Forum Moderators: open

Message Too Old, No Replies

Exalead - massive spidering

I know this one has been around a while

         

Bewenched

2:43 am on Apr 28, 2011 (gmt 0)

WebmasterWorld Senior Member 10+ Year Member Top Contributors Of The Month



83.167.62.163

Nearly 7000 pages scarfed up today.

I know this one has been around for a while, but I cannot remember if they are good or bad.

Sgt_Kickaxe

3:47 am on Apr 28, 2011 (gmt 0)



They bill themselves as "A Search Engine at the Heart of the Semantic Web" as well as a big player in social search. Their site suggests they just turned on Asian and European language capabilities. Perhaps they now see Google realtime as a competitor and they unleashed the bots? Perhaps they are freshening up their content now that they finished working on two new languages (for them)? They don't say.

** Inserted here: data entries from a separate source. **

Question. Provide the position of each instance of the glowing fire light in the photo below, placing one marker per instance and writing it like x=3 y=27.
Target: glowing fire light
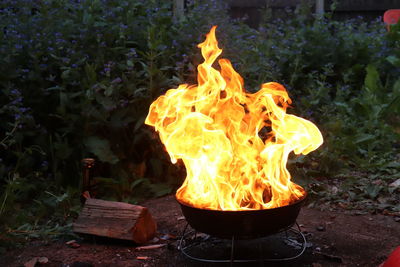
x=215 y=128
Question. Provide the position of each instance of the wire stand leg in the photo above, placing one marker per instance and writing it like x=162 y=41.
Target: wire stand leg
x=232 y=250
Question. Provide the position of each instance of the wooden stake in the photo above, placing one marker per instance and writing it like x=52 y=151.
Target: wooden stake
x=116 y=220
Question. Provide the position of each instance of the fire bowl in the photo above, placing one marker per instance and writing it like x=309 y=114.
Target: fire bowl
x=243 y=224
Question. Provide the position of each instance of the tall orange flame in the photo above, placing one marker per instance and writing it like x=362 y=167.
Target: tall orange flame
x=216 y=128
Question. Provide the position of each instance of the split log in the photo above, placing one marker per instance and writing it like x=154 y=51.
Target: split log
x=116 y=220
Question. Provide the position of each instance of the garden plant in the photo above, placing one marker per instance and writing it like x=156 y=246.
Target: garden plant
x=77 y=79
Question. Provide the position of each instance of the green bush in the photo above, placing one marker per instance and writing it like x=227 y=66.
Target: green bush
x=77 y=78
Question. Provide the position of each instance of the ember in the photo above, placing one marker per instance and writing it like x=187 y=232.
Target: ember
x=234 y=144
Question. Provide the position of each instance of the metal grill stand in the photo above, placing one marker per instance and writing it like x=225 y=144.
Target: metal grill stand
x=190 y=241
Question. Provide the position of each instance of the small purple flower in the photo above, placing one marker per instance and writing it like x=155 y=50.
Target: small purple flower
x=15 y=92
x=117 y=80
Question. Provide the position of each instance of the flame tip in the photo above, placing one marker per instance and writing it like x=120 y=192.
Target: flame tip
x=234 y=144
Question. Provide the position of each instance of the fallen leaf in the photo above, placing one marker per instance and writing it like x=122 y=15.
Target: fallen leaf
x=72 y=244
x=150 y=247
x=168 y=237
x=395 y=184
x=32 y=262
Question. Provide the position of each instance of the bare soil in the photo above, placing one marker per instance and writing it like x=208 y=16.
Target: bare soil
x=334 y=239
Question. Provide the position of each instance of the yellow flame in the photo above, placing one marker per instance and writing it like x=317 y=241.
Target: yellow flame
x=234 y=144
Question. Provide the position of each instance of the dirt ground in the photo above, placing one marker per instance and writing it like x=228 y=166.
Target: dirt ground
x=333 y=239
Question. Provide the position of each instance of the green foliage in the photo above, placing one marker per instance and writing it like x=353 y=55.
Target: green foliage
x=77 y=78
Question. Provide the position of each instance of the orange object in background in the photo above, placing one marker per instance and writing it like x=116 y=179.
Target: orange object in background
x=391 y=17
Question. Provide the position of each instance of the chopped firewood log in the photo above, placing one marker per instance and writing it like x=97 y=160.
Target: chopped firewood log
x=116 y=220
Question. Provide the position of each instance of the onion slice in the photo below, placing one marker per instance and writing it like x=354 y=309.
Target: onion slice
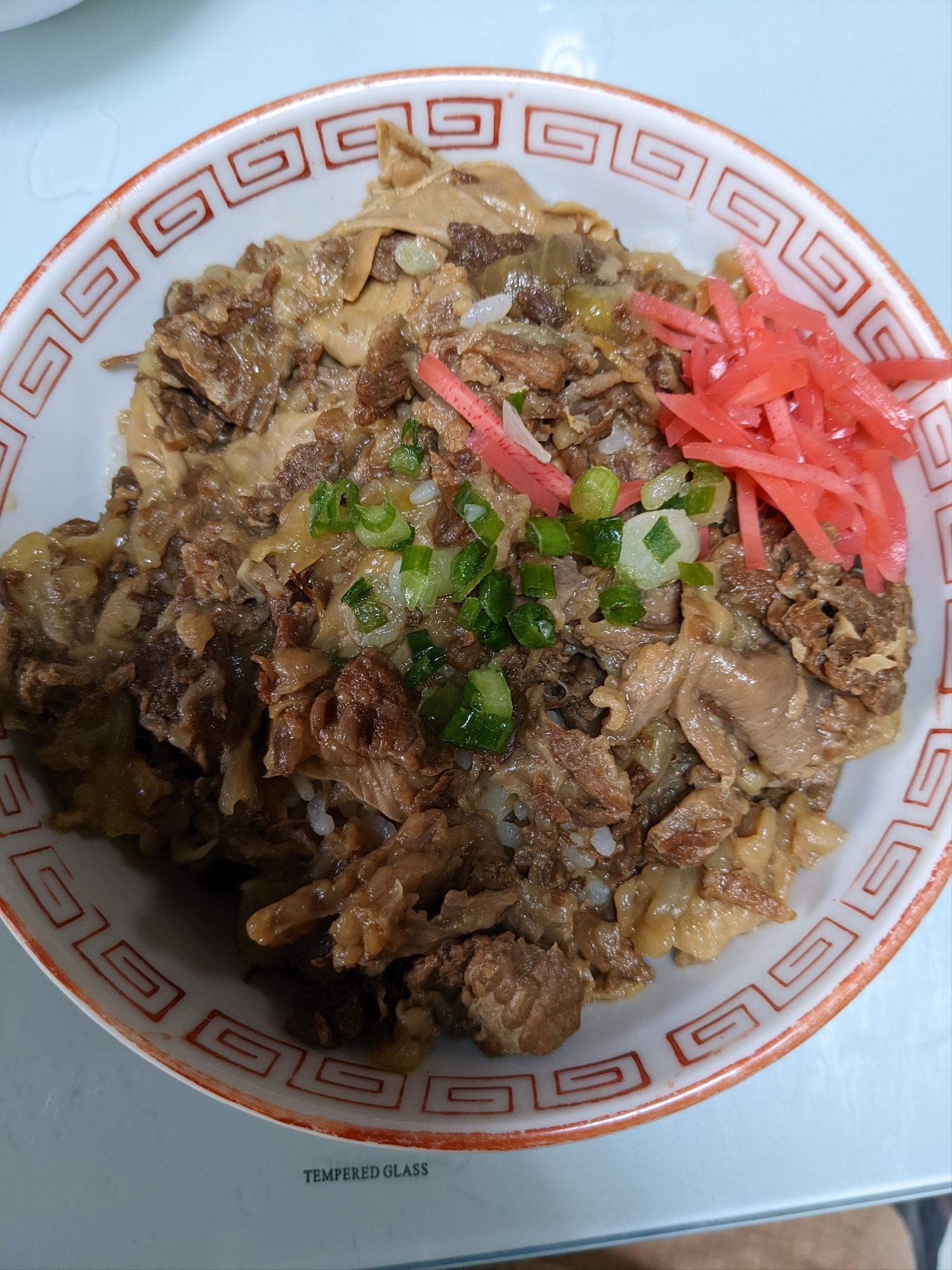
x=517 y=431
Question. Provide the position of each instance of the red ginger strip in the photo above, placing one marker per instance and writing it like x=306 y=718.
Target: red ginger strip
x=772 y=465
x=513 y=463
x=750 y=521
x=629 y=495
x=502 y=460
x=772 y=384
x=758 y=279
x=727 y=309
x=786 y=500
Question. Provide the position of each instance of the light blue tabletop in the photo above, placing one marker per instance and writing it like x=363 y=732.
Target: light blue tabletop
x=106 y=1161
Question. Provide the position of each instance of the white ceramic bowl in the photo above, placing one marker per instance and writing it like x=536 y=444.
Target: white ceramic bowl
x=133 y=944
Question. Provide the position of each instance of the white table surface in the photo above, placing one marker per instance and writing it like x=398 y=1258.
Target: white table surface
x=106 y=1161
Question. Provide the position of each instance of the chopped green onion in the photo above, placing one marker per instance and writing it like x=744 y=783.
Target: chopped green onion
x=414 y=575
x=705 y=500
x=664 y=487
x=383 y=526
x=534 y=625
x=705 y=473
x=427 y=658
x=539 y=581
x=600 y=540
x=469 y=614
x=474 y=618
x=327 y=515
x=621 y=606
x=425 y=575
x=497 y=595
x=488 y=690
x=365 y=606
x=470 y=568
x=661 y=542
x=695 y=575
x=478 y=514
x=494 y=636
x=700 y=500
x=473 y=730
x=408 y=457
x=380 y=518
x=639 y=563
x=595 y=493
x=484 y=718
x=439 y=705
x=548 y=535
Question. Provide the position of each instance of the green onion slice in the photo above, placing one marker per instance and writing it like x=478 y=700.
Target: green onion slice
x=408 y=458
x=439 y=705
x=695 y=575
x=420 y=643
x=478 y=514
x=548 y=535
x=427 y=658
x=661 y=540
x=539 y=581
x=497 y=595
x=416 y=576
x=667 y=486
x=470 y=613
x=362 y=601
x=484 y=718
x=328 y=516
x=383 y=526
x=600 y=540
x=470 y=568
x=705 y=473
x=621 y=606
x=534 y=625
x=595 y=493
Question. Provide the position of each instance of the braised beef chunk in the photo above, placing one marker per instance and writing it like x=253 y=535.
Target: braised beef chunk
x=696 y=827
x=188 y=422
x=384 y=379
x=228 y=350
x=474 y=248
x=742 y=888
x=334 y=1012
x=840 y=632
x=36 y=680
x=385 y=267
x=664 y=373
x=541 y=366
x=750 y=591
x=367 y=716
x=511 y=996
x=437 y=981
x=541 y=307
x=182 y=698
x=521 y=999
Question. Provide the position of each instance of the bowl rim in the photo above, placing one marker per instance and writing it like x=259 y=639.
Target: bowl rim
x=841 y=994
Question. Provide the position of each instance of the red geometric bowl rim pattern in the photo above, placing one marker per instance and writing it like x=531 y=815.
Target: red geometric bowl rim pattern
x=840 y=996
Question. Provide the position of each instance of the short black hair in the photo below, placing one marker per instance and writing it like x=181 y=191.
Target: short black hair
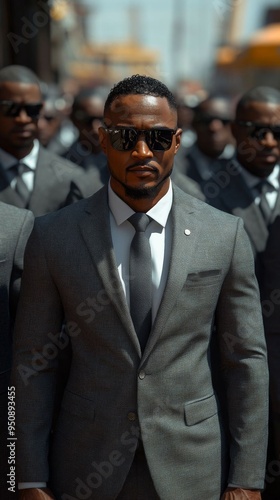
x=18 y=74
x=140 y=85
x=258 y=94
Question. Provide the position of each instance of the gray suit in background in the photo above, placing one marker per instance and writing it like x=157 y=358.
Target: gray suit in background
x=189 y=397
x=16 y=225
x=52 y=183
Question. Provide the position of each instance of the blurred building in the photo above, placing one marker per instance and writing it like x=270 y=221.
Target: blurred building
x=257 y=62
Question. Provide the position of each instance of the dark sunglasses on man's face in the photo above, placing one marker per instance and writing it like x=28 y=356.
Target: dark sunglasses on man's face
x=13 y=109
x=125 y=138
x=260 y=130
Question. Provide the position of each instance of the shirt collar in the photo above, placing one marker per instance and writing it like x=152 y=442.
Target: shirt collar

All the more reason to whitelist user agents and not add new agents until they start bringing in real traffic to a smaller site or blog of yours that uses traditional robots.txt. In the end it's about traffic, if a bots parent company brings none the bot hasn't earned it's welcome imo.

Bewenched

4:02 am on Apr 28, 2011 (gmt 0)

WebmasterWorld Senior Member 10+ Year Member Top Contributors Of The Month



I agree. That many pages unless your name is Google, Yahoo or Bing/msn forget it.

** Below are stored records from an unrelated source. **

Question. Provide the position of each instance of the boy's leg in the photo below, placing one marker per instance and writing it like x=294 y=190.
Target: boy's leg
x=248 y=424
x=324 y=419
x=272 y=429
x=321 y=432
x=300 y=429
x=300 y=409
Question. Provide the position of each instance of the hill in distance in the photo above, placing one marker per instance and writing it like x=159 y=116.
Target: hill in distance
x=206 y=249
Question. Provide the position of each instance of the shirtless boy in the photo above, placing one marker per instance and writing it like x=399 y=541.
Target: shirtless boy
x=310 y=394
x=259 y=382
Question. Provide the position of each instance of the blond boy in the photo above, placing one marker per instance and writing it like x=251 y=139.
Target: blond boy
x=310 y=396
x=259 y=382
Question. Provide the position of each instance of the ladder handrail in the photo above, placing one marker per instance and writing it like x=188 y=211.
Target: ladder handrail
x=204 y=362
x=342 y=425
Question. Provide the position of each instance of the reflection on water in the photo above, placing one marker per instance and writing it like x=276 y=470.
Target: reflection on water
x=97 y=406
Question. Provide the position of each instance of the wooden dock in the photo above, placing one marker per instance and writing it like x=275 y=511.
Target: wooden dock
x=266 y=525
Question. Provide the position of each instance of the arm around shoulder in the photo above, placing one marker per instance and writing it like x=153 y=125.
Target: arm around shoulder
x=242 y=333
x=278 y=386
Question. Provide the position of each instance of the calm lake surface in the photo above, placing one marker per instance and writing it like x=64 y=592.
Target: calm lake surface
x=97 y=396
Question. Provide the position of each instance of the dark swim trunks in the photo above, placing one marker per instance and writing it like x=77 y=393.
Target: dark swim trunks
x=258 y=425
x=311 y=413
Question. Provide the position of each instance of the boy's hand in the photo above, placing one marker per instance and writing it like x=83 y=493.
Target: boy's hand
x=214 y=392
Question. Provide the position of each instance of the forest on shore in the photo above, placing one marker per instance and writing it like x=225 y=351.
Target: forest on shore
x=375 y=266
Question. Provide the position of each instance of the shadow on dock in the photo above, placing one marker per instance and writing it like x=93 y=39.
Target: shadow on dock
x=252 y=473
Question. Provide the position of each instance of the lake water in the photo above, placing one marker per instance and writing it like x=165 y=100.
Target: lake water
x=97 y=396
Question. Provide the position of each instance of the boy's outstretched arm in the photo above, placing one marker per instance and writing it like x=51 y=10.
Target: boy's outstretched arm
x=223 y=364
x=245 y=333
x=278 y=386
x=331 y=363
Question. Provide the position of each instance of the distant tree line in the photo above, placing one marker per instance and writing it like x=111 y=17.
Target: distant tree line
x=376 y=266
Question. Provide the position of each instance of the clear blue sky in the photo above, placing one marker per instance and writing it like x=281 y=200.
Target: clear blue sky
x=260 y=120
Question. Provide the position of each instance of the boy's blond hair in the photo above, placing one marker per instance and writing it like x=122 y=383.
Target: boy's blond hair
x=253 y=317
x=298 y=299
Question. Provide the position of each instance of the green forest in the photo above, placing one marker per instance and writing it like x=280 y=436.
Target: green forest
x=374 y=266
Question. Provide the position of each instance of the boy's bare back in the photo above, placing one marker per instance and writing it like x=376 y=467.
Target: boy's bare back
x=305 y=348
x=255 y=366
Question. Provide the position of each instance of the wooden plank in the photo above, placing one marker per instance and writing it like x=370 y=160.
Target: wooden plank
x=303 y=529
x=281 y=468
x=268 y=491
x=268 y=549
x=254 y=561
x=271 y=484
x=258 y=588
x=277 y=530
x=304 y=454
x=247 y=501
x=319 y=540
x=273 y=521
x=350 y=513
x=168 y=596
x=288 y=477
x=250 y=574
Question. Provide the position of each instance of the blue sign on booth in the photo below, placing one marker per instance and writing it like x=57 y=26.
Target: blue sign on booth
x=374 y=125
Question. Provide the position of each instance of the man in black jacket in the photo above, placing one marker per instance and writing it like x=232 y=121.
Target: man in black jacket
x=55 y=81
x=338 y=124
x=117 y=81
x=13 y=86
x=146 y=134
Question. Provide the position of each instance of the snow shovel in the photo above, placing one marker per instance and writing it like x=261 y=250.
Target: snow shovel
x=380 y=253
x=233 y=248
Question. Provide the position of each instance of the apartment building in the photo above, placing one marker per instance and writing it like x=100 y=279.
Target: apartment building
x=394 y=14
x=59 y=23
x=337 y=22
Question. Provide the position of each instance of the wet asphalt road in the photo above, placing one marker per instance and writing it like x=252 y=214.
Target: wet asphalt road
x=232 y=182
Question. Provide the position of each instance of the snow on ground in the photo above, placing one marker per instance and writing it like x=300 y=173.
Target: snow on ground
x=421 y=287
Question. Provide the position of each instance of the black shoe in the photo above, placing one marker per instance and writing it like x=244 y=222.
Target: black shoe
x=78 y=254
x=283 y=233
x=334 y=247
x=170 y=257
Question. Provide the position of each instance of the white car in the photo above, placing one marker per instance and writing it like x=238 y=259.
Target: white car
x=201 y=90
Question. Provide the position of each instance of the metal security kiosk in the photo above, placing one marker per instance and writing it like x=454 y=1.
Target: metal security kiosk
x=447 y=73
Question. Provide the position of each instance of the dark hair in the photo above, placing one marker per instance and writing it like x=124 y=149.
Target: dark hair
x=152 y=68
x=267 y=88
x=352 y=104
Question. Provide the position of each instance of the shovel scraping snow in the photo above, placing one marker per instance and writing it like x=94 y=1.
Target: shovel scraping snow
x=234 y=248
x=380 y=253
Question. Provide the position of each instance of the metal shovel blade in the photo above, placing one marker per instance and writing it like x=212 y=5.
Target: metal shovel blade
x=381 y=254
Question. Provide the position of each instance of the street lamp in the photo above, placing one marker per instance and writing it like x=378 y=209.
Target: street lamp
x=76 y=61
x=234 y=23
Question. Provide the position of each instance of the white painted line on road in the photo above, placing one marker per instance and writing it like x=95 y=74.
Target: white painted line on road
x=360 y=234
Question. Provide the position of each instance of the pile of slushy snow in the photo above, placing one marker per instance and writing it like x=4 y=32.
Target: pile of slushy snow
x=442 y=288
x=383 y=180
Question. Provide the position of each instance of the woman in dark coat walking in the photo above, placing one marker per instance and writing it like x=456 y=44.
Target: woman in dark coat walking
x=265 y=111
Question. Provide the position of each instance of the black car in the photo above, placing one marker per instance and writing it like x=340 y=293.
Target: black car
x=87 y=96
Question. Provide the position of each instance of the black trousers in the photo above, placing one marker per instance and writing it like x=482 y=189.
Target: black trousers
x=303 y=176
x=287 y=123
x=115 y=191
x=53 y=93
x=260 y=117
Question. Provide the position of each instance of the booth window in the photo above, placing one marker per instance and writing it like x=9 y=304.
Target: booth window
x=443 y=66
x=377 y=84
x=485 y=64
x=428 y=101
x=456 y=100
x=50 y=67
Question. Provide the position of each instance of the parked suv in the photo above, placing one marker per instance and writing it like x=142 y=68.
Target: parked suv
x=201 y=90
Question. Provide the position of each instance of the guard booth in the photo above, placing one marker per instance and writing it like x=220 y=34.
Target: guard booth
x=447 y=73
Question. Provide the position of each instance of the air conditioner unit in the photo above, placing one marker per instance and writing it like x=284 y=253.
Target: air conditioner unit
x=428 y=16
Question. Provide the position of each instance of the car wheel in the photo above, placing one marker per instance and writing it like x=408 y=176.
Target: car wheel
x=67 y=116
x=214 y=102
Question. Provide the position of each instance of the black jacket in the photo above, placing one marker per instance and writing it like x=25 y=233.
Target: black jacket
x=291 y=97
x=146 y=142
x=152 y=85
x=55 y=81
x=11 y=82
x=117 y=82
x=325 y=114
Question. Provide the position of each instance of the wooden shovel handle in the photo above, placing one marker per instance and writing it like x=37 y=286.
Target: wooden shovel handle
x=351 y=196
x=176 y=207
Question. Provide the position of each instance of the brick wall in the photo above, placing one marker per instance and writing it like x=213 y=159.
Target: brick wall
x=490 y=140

We're ecommerce and i'm so freakin sick of the scrapers and such.

lucy24

7:26 am on Apr 28, 2011 (gmt 0)

WebmasterWorld Senior Member 10+ Year Member Top Contributors Of The Month



Oh, hey, I know them. They show up every 4-5 days, pick up robots.txt and some other single page selected entirely at random, and go away again. If anyone ever figures out what they're looking for I'd like to hear it. Possibly they would like to hear it too, if they're based in Paris but go around calling themselves "AS Confederation of Neotelecoms, euNetworks AG and Upstreamnet gmbh". Maybe I'm mistaken in reading AS as A/S, but they've still got a bit of linguistic confusion there.

dstiles

7:53 pm on Apr 28, 2011 (gmt 0)

WebmasterWorld Senior Member 10+ Year Member Top Contributors Of The Month



Can't say I've ever had a problem with exabot but I block exabot-thumbnails. I'll keep an eye open.

Frankly, anything that's a good competitor for google is fine with me right now. :)

Pity they use google-ads on the site.

Bewenched

3:25 pm on Apr 29, 2011 (gmt 0)

WebmasterWorld Senior Member 10+ Year Member Top Contributors Of The Month



I hear ya, but thousands of pages in a short number of time throws a red flag for me.